FIS nimmt keine Stellung
Gerne hätte die EP/PL vom Internationalen Skiverband auf verschiedene Fragen Antworten bekommen. Nach welchen Grundsätzen die Temperaturwerte festgelegt werden beispielsweise, oder ob es aus Sicht der FIS aus medizinischen Überlegungen tatsächlich zu verantworten ist, bei Temperaturen von –20 bis –25 Grad Langlauf-Langstreckenrennen durchzuführen. Trotz mehrmaliger Nachfrage hat die FIS keine Stellungnahme abgegeben.

Auf dem Weg der Besserung
Wie aber geht es den Athleten, die Erfrierungen erlitten haben? Die EP hat auch beim deutschen Langlauf-Profi Patrick Ottilinger nachgefragt. «So weit geht es mir wieder ganz gut. Ich habe zwar noch kein Gefühl in meinen Fingern, aber ich bin optimistisch, dass alles wieder genesen wird.» Die schwedische Athletin Britta Norgren lässt über die sozialen Medien verlauten, dass die Heilung der erfrorenen Zehen voranschreitet und sie jetzt ohne grössere Probleme stehen und gehen kann. Die Heilung werde drei bis sechs Wochen dauern, sie hofft, ihr Training bald wieder aufnehmen zu können.

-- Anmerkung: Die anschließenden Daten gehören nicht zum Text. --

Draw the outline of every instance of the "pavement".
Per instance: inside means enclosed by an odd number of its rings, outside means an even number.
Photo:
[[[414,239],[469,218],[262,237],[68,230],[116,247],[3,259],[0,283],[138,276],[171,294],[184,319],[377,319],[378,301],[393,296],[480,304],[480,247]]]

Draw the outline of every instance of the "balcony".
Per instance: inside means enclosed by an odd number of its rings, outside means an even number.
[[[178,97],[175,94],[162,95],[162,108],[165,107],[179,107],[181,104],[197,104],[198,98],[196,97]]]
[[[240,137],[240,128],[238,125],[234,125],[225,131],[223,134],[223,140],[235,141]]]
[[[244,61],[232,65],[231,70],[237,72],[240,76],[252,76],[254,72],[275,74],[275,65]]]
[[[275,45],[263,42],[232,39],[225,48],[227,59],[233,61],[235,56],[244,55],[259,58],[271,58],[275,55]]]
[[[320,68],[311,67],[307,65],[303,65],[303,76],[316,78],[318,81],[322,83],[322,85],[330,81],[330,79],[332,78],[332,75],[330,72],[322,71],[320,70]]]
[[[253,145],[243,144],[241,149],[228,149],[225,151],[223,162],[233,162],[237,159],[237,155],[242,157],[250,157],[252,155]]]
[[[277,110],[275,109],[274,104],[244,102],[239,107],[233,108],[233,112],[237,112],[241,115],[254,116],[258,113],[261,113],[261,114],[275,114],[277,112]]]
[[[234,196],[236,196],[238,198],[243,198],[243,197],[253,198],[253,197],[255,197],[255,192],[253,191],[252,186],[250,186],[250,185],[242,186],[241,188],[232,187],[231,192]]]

Der Norweger Andreas Nygaard, der ebenfalls Erfrierungen an den Händen erlitten hatte und sich in einem italienischen Spital einer Operation unterziehen musste, sagt: «Die Zeit heilt hoffentlich alle Wunden. Ob es sechs oder zwölf Wochen dauert, bis ich wieder am Start bin, bleibt abzuwarten.»